Today’s social media will never be able to do the difficult, embodied work of democracy. Computer-supported interconnection is simply no substitute for face-to-face negotiation, long-term collaboration, and the hard work of living together. The Black Lives Matter and #MeToo movements have taught us that social media can be a powerful force for liberating us from the fiction that all is well just as it is. But the attention these activists have brought to their causes will mean little if the changes they call for are not enshrined in explicit, enforceable laws.

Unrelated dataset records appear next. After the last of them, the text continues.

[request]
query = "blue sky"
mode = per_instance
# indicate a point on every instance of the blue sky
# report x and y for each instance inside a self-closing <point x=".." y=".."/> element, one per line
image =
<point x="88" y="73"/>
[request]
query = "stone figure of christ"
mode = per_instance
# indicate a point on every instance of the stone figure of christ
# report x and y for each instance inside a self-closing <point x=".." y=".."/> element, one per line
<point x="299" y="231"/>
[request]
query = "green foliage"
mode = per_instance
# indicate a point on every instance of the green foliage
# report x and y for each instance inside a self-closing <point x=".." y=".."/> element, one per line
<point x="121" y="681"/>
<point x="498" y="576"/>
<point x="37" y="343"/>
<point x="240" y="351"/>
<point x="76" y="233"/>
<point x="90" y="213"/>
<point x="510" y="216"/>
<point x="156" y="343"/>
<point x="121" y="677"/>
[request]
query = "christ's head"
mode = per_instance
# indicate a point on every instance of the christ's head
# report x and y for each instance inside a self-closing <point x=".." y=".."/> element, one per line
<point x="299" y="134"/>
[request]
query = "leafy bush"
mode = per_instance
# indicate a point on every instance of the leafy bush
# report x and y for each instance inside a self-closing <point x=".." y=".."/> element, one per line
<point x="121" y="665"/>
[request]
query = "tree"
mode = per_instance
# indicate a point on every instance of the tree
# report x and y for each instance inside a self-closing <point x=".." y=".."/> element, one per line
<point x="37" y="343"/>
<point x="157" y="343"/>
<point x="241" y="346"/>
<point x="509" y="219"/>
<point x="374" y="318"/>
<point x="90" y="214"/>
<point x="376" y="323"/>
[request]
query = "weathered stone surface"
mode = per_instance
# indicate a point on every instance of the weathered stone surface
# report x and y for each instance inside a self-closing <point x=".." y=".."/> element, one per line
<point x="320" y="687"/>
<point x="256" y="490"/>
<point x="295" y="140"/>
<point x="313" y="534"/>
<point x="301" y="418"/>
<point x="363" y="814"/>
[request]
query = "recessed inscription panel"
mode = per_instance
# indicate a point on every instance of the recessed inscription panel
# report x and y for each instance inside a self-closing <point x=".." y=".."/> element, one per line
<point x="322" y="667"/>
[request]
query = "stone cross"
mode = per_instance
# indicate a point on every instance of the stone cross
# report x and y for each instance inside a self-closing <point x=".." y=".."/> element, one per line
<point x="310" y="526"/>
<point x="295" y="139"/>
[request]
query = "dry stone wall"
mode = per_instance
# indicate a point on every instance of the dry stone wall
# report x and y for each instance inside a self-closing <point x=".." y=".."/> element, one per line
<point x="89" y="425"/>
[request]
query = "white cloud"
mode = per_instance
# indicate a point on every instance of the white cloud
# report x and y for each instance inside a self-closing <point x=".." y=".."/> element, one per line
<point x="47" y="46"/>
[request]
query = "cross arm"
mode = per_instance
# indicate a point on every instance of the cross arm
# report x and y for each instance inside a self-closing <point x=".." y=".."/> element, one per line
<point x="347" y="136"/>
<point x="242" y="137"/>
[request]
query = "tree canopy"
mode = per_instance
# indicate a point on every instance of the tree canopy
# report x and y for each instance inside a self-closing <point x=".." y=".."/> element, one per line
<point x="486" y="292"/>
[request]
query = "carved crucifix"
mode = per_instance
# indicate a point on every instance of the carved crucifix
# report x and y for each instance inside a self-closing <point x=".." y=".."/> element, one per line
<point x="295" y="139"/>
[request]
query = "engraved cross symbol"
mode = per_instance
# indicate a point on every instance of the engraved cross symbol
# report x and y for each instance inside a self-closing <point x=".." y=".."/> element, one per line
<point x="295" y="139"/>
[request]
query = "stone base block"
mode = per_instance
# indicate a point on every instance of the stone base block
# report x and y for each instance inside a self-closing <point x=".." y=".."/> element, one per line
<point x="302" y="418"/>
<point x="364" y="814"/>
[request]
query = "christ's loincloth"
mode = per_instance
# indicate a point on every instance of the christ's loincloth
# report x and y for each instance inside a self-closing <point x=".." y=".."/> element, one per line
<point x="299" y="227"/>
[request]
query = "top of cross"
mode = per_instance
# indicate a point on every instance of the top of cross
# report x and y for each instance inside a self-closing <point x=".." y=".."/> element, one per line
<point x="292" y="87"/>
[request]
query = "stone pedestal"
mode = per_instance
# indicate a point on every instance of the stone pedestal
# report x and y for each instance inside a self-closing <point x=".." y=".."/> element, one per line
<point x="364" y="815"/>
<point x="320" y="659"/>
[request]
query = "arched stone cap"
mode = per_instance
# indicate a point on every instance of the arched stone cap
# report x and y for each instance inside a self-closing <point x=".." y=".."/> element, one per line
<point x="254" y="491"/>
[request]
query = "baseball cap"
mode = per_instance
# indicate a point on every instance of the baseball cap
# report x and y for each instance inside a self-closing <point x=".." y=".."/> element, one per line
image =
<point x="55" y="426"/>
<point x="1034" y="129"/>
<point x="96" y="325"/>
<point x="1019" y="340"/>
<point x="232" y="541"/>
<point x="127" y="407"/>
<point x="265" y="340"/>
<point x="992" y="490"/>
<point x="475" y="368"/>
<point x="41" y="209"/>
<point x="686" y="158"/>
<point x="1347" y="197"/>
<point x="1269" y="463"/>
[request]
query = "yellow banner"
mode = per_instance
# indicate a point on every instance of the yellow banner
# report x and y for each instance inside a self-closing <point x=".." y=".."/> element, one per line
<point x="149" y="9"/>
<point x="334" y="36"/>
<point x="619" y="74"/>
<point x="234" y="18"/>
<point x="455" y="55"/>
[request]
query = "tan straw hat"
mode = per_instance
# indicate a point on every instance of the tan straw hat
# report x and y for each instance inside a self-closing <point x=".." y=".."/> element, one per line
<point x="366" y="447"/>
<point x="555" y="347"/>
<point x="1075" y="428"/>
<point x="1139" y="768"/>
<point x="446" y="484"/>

Even though the American state can be inefficient, unfair, corrupt, and discriminatory, the logic of representation that underlies it remains the most effective engine we have for ensuring the equable distribution of our collective wealth.
Over time, as new media have saturated our public lives, and as the children of the 1960s have grown into the elites of today, we have learned that if we want a place on the political stage, we need to make our interior lives outwardly visible. We need to say who we are. We need to confess. When Richard Spencer calls himself a member of a victimized minority, or when Donald Trump bares his anger on Twitter, they are using the same tactics once deployed by the protesters of the 1960s or, for that matter, by participants in the #MeToo movement today. To make this observation is not to say that their causes are in any way equivalent—far from it. But whether they are lying like Trump or revealing long-buried truths like the members of #MeToo, those who would claim power in the public sphere today must speak in a deeply personal idiom. They must display the authentic individuality that members of the Committee for National Morale once thought could be the only bulwark against totalitarianism, abroad and at home.
Speaking our truths has always been necessary, but it will never be sufficient to sustain our democracy. It’s time to let go of the fantasy that engineers can do our politics for us, and that all we need to do to change the world is to voice our desires in the public forums they build. For much of the twentieth century, Americans on both the left and right believed that the organs of the state were the enemy and that bureaucracy was totalitarian by definition. Our challenge now is to reinvigorate the institutions they rejected and do the long, hard work of turning the truths of our experience into legislation.